In Bush's 2007 budget proposal, it is suggested that urban Indians can go to community health centers instead, since those centers are slated to receive a $181 million increase that would build or expand 300 sites.

Alex Conant, spokesman for the White House Office of Management and Budget, noted the increase and said: "Urban Indians, like all Americans, continue to benefit from the president's initiatives to make health care more affordable and available."

But clinic directors and urban Indians say increasing community health center funding doesn't solve the problem.

Urban Indians may be reluctant to seek care from a non-Indian clinic. Instead, those patients will likely wait to receive medical attention until their condition deteriorates, and then they will fill emergency rooms. Many urban Indians are too far away from reservations to return there for medical care through the Indian Health Service.

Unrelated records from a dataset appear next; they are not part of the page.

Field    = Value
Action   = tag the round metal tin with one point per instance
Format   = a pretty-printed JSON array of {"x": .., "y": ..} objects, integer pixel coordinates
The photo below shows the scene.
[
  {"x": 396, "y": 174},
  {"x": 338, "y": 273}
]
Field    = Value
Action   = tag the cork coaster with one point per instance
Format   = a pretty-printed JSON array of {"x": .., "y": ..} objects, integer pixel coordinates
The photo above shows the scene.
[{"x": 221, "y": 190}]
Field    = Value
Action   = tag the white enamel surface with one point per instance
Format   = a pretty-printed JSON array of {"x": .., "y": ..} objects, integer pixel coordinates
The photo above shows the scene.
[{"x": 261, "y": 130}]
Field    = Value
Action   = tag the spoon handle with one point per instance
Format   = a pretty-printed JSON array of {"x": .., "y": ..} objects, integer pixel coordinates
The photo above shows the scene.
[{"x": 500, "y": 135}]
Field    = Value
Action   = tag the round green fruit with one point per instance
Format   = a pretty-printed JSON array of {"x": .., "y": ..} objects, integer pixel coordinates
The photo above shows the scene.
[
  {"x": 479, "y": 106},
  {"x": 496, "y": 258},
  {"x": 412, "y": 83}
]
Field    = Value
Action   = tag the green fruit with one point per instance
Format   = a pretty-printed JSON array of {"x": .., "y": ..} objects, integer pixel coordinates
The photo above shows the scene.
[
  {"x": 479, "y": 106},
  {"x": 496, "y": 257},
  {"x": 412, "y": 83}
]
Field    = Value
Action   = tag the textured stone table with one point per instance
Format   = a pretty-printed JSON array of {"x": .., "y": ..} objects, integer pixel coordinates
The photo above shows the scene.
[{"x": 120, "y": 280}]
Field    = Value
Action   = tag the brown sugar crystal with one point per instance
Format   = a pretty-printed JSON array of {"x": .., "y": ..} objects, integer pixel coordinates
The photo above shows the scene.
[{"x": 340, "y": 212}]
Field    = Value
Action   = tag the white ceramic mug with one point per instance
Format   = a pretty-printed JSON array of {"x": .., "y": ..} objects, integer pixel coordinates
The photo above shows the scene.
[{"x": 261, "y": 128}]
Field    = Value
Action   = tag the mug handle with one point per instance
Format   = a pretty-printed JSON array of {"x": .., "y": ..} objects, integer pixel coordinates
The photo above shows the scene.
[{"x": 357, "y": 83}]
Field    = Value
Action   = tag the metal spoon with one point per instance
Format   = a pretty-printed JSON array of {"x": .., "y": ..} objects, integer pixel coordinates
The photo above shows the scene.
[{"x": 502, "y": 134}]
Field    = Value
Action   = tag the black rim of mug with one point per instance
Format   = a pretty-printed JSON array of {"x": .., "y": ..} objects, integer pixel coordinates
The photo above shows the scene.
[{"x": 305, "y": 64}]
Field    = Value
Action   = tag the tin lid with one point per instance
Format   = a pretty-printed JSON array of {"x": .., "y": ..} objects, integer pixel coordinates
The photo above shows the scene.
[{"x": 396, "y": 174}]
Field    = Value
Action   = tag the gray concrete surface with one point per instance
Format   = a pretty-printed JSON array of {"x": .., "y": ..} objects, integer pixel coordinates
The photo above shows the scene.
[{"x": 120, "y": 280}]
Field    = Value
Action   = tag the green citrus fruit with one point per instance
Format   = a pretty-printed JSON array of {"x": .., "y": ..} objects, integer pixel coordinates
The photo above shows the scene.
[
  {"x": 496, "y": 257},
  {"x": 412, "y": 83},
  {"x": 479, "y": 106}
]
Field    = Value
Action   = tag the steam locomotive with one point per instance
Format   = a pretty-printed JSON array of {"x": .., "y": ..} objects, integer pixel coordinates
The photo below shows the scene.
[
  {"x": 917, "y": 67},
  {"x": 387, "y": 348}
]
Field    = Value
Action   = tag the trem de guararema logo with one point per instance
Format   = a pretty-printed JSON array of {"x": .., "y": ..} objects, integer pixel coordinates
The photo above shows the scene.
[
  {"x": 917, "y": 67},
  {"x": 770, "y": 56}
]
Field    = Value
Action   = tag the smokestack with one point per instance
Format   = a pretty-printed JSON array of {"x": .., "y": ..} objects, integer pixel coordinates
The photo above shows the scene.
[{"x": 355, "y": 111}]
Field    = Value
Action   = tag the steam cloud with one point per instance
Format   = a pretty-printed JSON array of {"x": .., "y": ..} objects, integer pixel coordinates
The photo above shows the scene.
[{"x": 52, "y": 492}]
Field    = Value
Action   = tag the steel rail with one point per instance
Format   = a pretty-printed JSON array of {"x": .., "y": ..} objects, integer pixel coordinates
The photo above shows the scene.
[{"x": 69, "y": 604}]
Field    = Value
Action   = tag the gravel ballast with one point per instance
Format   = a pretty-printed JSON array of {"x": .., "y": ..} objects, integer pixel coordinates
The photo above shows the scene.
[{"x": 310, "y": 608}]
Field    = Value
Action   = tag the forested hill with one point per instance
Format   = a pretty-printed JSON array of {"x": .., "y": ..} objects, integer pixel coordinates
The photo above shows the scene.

"They just won't get primary care because they're not going to drive those kinds of miles," Schwartz said. "They don't have money for gas. A lot of them are disabled and unable to get around."

Community health centers are already "stretched to the limit," said Amy Simmons, spokeswoman for the National Association for Community Health Centers. The proposed program expansion isn't designed to meet the needs of urban Indians, Daniel Hawkins, the association's vice president for federal, state and public affairs, said in a recent letter to Bush.

"My fear is losing our Indian identity," said Schwartz, the Wichita clinic CEO. "We would be able to stay open, but would lose our Native American programs."

At the Wichita clinic, which also operates as a community health clinic, urban Indians receive free services and prescriptions. Some 2,700 Indians visited the clinic last year.

If the funding is dropped, urban Indians there could get health care from the community clinic. But they would miss the cultural connection they enjoy now because most Indian workers would lose their jobs, Schwartz said.

"We have so many people who don't know exactly why they're so messed up and out drinking and abusing until they talk to someone who understands Indian history. There's generations of anger that only someone who understands can connect the dots," Schwartz said.

Marjorie Bear Don't Walk, executive director of the Indian Health Board of Billings, Mont., said if Bush's proposal is approved, her clinic will be out of business.

"We don't turn away anybody. All of the chairs are filled in the lobby and we only have clinic from 1 to 5," she said. "Most of them will have nowhere to go."

Cynthia Jurosek, who is both a patient and a temporary employee at the Billings clinic, wonders what will happen to all the people who rely on the clinic for transportation, and to the patients in mental health and substance abuse programs.

"All these urban clinics, they belong to the Indians," said Jurosek, a Crow Indian. "It's where they can go and feel good about themselves. They're treated with respect. And that's what I will lose here.